Animal toxins targeting voltage-gated sodium channels (VGSCs) have been considered as valuable tools for studying pharmacological functions of VGSCs. Recently we have reported that Drosotoxin (DrTx), an evolution-guided chimeric peptide, exhibits highly selective blocking activity to tetrodotoxin-resistant (TTX-R) Na(+) channels in rat dorsal root ganglion (DRG) neurons. In this study, we constructed five new analogues of DrTx designed by altering amino-terminal sequences of DrTx, two of which have significant inhibitory effects on both TTX-R and tetrodotoxin-sensitive (TTX-S) Na(+) channels. Structure-activity relationship studies allow us to recognize key functional roles of a positive charge at site seven and a negative charge at site eight in evolving new blocking activity to TTX-S sodium channels. This work will enhance our understanding of the molecular determinants of toxins affecting VGSCs and aid the rational design of subtype-specific blockers of the channels.
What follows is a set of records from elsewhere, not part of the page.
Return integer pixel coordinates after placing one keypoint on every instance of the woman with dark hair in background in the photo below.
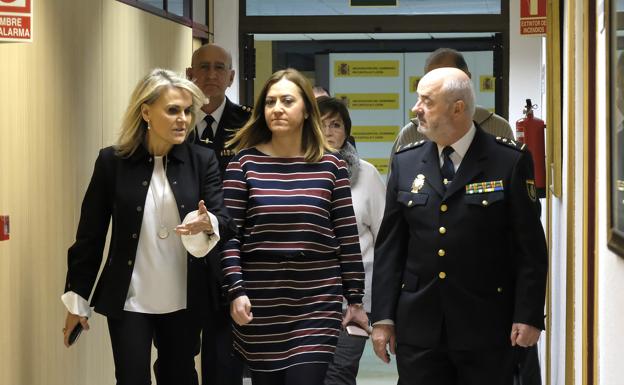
(150, 288)
(368, 192)
(296, 255)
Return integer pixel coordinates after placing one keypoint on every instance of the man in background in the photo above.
(220, 118)
(211, 70)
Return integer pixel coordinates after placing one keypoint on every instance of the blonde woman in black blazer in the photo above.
(150, 289)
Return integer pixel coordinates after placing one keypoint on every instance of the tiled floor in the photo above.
(372, 370)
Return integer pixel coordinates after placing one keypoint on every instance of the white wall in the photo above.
(226, 35)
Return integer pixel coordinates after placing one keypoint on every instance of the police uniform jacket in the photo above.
(117, 191)
(234, 117)
(470, 261)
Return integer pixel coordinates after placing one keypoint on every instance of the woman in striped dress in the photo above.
(296, 255)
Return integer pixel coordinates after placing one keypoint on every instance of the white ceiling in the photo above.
(366, 36)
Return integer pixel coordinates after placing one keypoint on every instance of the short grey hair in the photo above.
(456, 89)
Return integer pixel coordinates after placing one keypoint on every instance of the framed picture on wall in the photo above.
(616, 128)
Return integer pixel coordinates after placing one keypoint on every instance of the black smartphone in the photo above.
(75, 333)
(356, 331)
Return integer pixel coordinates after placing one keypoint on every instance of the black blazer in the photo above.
(118, 190)
(234, 117)
(475, 263)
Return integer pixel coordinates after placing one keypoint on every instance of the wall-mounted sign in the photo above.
(16, 20)
(374, 3)
(366, 68)
(375, 133)
(366, 101)
(532, 17)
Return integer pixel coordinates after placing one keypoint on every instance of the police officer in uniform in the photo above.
(461, 258)
(211, 69)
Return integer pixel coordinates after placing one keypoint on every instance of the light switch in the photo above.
(4, 227)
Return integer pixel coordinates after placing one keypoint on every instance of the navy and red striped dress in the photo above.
(296, 256)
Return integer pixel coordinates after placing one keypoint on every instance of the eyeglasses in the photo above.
(219, 68)
(333, 125)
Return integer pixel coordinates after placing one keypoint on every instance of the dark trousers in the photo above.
(174, 335)
(303, 374)
(344, 368)
(528, 369)
(444, 366)
(221, 365)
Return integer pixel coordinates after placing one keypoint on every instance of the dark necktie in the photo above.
(447, 170)
(207, 135)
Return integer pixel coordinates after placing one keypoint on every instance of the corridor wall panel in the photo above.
(61, 99)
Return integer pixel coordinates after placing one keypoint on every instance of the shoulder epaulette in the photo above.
(511, 143)
(409, 146)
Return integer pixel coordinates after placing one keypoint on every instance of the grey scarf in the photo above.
(350, 155)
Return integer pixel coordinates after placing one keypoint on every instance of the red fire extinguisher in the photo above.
(530, 130)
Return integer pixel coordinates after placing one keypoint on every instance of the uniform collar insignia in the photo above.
(418, 183)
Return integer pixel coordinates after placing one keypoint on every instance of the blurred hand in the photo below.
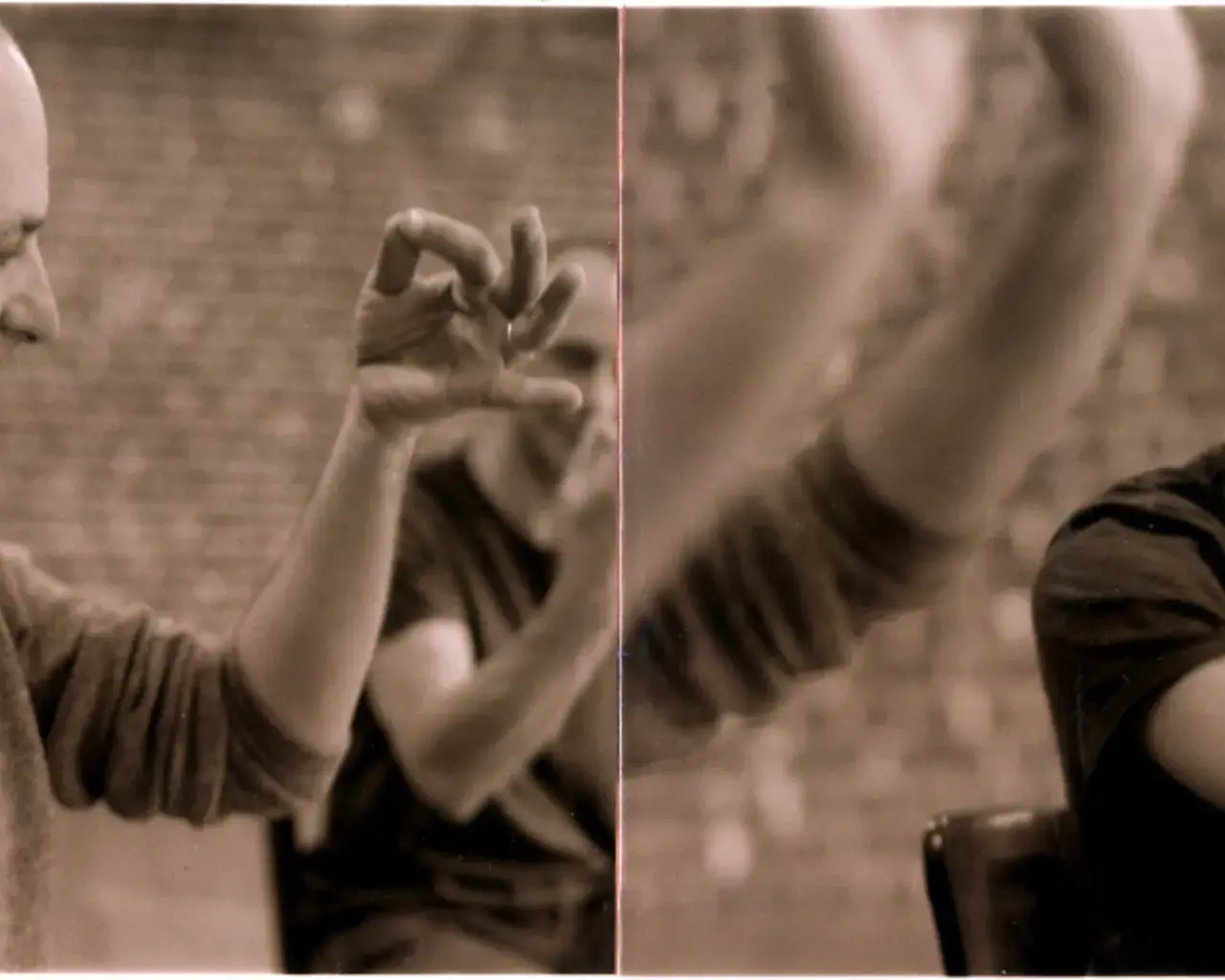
(433, 346)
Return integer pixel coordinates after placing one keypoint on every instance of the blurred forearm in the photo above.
(948, 428)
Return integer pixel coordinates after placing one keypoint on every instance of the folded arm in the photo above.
(744, 336)
(464, 731)
(791, 578)
(141, 713)
(949, 425)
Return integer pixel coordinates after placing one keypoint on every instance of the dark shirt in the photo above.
(101, 703)
(386, 850)
(791, 580)
(1129, 599)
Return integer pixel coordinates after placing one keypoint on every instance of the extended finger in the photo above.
(541, 326)
(463, 246)
(519, 285)
(398, 257)
(510, 390)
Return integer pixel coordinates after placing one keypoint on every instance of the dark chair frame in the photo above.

动物毒素靶向电压门控钠离子通道(VGSCs)已被认为是研究 VGSCs 药理学功能的有价值的工具。最近,我们报道了一种进化导向的嵌合肽 Drosotoxin(DrTx),它对大鼠背根神经节(DRG)神经元中的河豚毒素抗性(TTX-R)Na+通道具有高度选择性的阻断活性。在这项研究中,我们构建了五个 DrTx 的新类似物,通过改变 DrTx 的氨基末端序列设计而成,其中两个对 TTX-R 和河豚毒素敏感(TTX-S)Na+通道均有显著的抑制作用。构效关系研究使我们能够认识到在进化过程中新的 TTX-S 钠通道阻断活性中第七位正电荷和第八位负电荷的关键功能作用。这项工作将增强我们对影响 VGSCs 的毒素的分子决定因素的理解,并有助于通道的亚型特异性阻断剂的合理设计。